# Disas



## paphfreak (Dec 16, 2021)

Recent speaker talked about Disas. Supplied our raffle table. Cleaned up winning four plants. The ones in clear pots are the result of repotting one. Hope I can get them to grow.


----------



## Markhamite (Dec 16, 2021)

I remember reading an AOS article, many, many moons ago, about a South African grower of Disas. The flowers were stunning and the plants immaculate. He used a flood and drain table, if I remember correctly. I never dared try them as my water is too hard. Hope to see some rewards for your care.


----------



## OrchidAnna (Dec 16, 2021)

I can't wait to see how they grow!


----------



## Ozpaph (Dec 18, 2021)

good luck!


----------



## abax (Dec 18, 2021)

Long ago I knew a lil ole lady who grew gorgeous Disa in a clawfoot bath tub in her
backyard.


----------



## BrucherT (Dec 19, 2021)

paphfreak said:


> Recent speaker talked about Disas. Supplied our raffle table. Cleaned up winning four plants. The ones in clear pots are the result of repotting one. Hope I can get them to grow.
> 
> View attachment 31162
> View attachment 31163


Wowwwww. Which Disa are they?


----------



## Silverwhisp (Dec 20, 2021)

paphfreak said:


> Recent speaker talked about Disas. Supplied our raffle table. Cleaned up winning four plants. The ones in clear pots are the result of repotting one. Hope I can get them to grow.
> 
> View attachment 31162
> View attachment 31163


For an excellent guide to growing Disas, check out the eBook A Disa Companion, by Harley, Cywes and Linder. Available on Amazon. Also, Wally Orchard , of Afrodisa, sells some very nice plants.

Good luck! There is a learning curve, in my experience.


----------



## NYEric (Dec 20, 2021)

Good luck. Very difficult. CLEAN!!! water, don't over water and cool.


----------



## monocotman (Dec 21, 2021)

It all depends on where you are Eric. Dead easy in the Uk. Almost hardy. Outside most of the year. Just need a bit of winter protection. Sit in rain water year round. Tiny bit of feed. People here grow them with their sarracenias. Need similar conditions. Repot spring or autumn. Also easy from seed sown on damp moss. Pods mature after about three months. Three years to flowering if you are good.


----------



## littlefrog (Dec 21, 2021)

I'd try growing some (had one that did ok a long time ago). But it is darn hard to find any. I'd like to try seed...


----------



## BrucherT (Dec 22, 2021)

littlefrog said:


> I'd try growing some (had one that did ok a long time ago). But it is darn hard to find any. I'd like to try seed...


Same


----------



## Silverwhisp (Dec 22, 2021)

littlefrog said:


> I'd try growing some (had one that did ok a long time ago). But it is darn hard to find any. I'd like to try seed...

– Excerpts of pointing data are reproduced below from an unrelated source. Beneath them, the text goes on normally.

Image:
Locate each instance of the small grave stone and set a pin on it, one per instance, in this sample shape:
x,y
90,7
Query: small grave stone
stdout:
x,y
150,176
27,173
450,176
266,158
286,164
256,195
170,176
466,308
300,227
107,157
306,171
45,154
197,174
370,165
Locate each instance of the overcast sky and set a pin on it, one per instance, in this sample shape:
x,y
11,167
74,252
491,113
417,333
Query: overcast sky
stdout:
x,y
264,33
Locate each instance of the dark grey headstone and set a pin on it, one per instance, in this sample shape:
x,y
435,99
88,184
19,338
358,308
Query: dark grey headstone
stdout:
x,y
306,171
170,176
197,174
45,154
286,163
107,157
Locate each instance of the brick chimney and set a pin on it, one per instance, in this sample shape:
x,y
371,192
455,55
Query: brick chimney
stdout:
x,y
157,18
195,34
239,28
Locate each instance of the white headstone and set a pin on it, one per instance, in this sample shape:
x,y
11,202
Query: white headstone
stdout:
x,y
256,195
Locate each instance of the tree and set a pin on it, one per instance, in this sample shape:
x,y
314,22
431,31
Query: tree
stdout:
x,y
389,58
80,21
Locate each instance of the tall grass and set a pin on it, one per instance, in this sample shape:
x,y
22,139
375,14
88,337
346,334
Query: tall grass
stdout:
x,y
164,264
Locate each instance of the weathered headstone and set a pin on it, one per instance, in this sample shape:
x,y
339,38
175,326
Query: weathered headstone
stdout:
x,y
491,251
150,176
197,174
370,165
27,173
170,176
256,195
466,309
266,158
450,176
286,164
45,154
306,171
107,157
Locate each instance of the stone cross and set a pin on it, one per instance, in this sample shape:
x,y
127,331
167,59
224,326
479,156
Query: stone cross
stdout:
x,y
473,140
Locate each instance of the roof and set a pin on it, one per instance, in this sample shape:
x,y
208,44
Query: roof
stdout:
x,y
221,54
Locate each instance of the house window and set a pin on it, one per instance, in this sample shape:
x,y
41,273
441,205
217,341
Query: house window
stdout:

 Plants from Wally Orchard available here: https://afrodisa.weebly.com/

All of my Disas have come from Afrodisa.


----------



## tnyr5 (Dec 22, 2021)

I too, wish to try one day. I can't imagine them being much different from my Platantheras, and since my water TDS is 27ppm right from the tap...


----------



## KyushuCalanthe (Jan 11, 2022)

Have fun growing those beauties. Here is a cool little video about some less known species of Disa in South Africa. Worth a look.


----------



## monocotman (Jan 11, 2022)

Love it ! Super video,
David


----------



## NYEric (Jan 11, 2022)

monocotman said:


> It all depends on where you are Eric. Dead easy in the Uk. Almost hardy. Outside most of the year. Just need a bit of winter protection. Sit in rain water year round. Tiny bit of feed. People here grow them with their sarracenias. Need similar conditions. Repot spring or autumn. Also easy from seed sown on damp moss. Pods mature after about three months. Three years to flowering if you are good.


The water where you live is special, I'm sure of it.


----------



## Sky7Bear (Jan 11, 2022)

littlefrog said:


> I'd try growing some (had one that did ok a long time ago). But it is darn hard to find any. I'd like to try seed...


It's good to see someone in the U.S. interested in Disas, particularly if you're going to be selling them, Rob. I have a long history of killing them! I've been interested since I saw Acme Orchids in Ft. Bragg, CA, growing them from seed in a peat lite mix. Another, the Burkhardts, reached by narrow gauge RR by the Michiana intrepids, used a flowing hydroponic system. I've tried them at various times and always seem to kill them, but in some cases not before blooming. The suggestion for growing outside (in summer) may well be a good one.

From my failures I would say the following: no ground water, lite fertilizer, a medium that does not dry out but allows adequate air to the roots so that they don't get "too wet." Based on my last experience with Wally's plants (which were sent bare root), I'd say also never let the roots dry out.

Last fall I got some from a place here in Washington near the coast (Wally is in Oregon and hoped to "go big" until the owner of the GH he was growing in did something wrong and damaged or killed his plants--I can't remember what it was but I think it had to do with watering). I wanted to grow some through the winter, including some which are small and not likely to bloom this spring/summer, though I see one is already throwing a bud. In order to survive beyond blooming they must either create a "tuber" or have offsets or both. We will see. The plants were sent in pot, and most of the plants are still in the medium they were grown in (half chopped sphagnum and half perlite, I think, similar to Wally). You know me, though, I have to experiment, so I put a couple in live moss in a basket (which I think has potential in other genera also) and a couple in standard semi-hydro (leca on bottom, moss on top). At least died in each of the three media, but most are still alive. The two in live moss took the longest to adjust but there is now new growth (no comments, Ray!). LOL. 

The grower's name is Greg Warner, and is very nice (as is Wally). It's Burnt Bridge Creek Nursery, [email protected], (360) 609-9498, 26413 Park Ave
Ocean Park, WA 98640

There is also a Facebook page (of course). There are growers from all over the world, including South Africa (naturally) where they are in bloom now. Also the UK and Canada. I have not tried seeds, but at least those, I assume, can be shipped internationally. It's too bad we can't import plants from Canada, as there are good growers there. Hope this isn't TMI. Go for it, Rob. This is just the kind of challenge I know you excel at.


----------



## paphfreak (Apr 16, 2022)

Lost many of the original leaves but they seem to be adjusting. I noticed the spike starting three days ago. These seem to grow fast.


----------



## monocotman (Apr 16, 2022)

Fingers crossed!


----------



## paphfreak (May 5, 2022)

Finally


----------



## Silverwhisp (May 5, 2022)

Lovely color.


----------



## Bob in Albany N.Y. (May 5, 2022)

Very nice Paphfreak. May I ask what is your location?


----------



## paphfreak (May 5, 2022)

Antioch California. Where salt water comes from the tap and the temps reach 115F ... I have a grow room in my garage. I recently installed a wet wall and temp controlled fan. So far it doesn't get over ~78F. Not the hot part of the year yet. We'll see how hot it gets when it's over 100 outside.


----------



## Wendy (May 6, 2022)

Oh wow. Worth the wait! I tried these years ago but had no success. I’ll get my fix looking at photos


----------